For the first time since Roman Abramovich took over at Stamford Bridge in 2003, the club's wage bill for the 2012-13 financial year was lower than Manchester United's - recording a £176 million cost, £6m less than at Old Trafford. Manchester City's wage bill for the same season was £233m.
Chelsea's latest accounts said: "The introduction of UEFA's financial fair play regulations from the 2011/12 season provides a significant challenge.
"The football club needs to continue to balance success on the field together with the financial imperatives of this new regime."

The increasingly-prudent approach reflects Chelsea's commitment to complying with UEFA's Financial Fair Play (FFP) rules, which dictate that clubs in European competition can only record losses of £37.5m during the first two-year accounting period.
New Premier League rules also restrict wage bill increases, insisting any big rises have to be linked to new, profitable commercial deals.
Chelsea's new approach will make life complicated in the transfer market with Mourinho likely to have to sell players before he can buy the high-quality replacements he wants.
The manager continues to deride his misfiring strikeforce - with £50m flop Fernando Torres, unfancied Demba Ba and ageing Samuel Eto'o all set to leave in the summer - but may find himself on a collision course with the club's cost controllers over big-name signings such as £32m-rated Diego Costa from Atletico Madrid.
Romelu Lukaku is also heading for the exit after spending most of his Chelsea career on loan at other clubs and the combined revenue and cost savings from a clearout would be considerable - and would need to be.
However, all the departures are not forgone conclusions. While Ba accepts he should leave, Eto'o can claim another lucrative payday elsewhere and Lukaku has seldom seen eye-to-eye with Mourinho, Torres' reported £175,000-a-week wages and his original £50m fee will make him a tough prospect to move on.
The Spaniard's position - he has two years left on his contract - is such that there has been speculation he may need to be compensated by Chelsea to accept a lower-rate deal elsewhere - or the sale of valued players such as Eden Hazard and Oscar may have to be considered.
What is clear from Chelsea's most newly-released accounts - and Mourinho's repeated references to the constraints of FFP - is that they take, and will continue to take, the potential threat of punishments for breaching UEFA's new rules seriously.
Mourinho's first stint at Chelsea, from 2004-07, came at the start of the Abramovich era and was characterised by huge transfer spending - what Arsene Wenger likes to call "financial doping".

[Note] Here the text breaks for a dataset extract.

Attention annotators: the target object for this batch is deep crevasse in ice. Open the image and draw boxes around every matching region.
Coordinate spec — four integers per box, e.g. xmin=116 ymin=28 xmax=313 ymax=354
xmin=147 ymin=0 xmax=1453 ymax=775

But in the Portuguese's time away from the club, the mood music has changed. The latest figure are in stark contrast to 10 years ago when Deloitte's annual football finance review estimated Chelsea's wage bill of £115million in 2003/04 as "almost certainly the highest in world football".
In that year, Abramovich's first full season of ownership of Chelsea, the club registered a 110% increase in wages.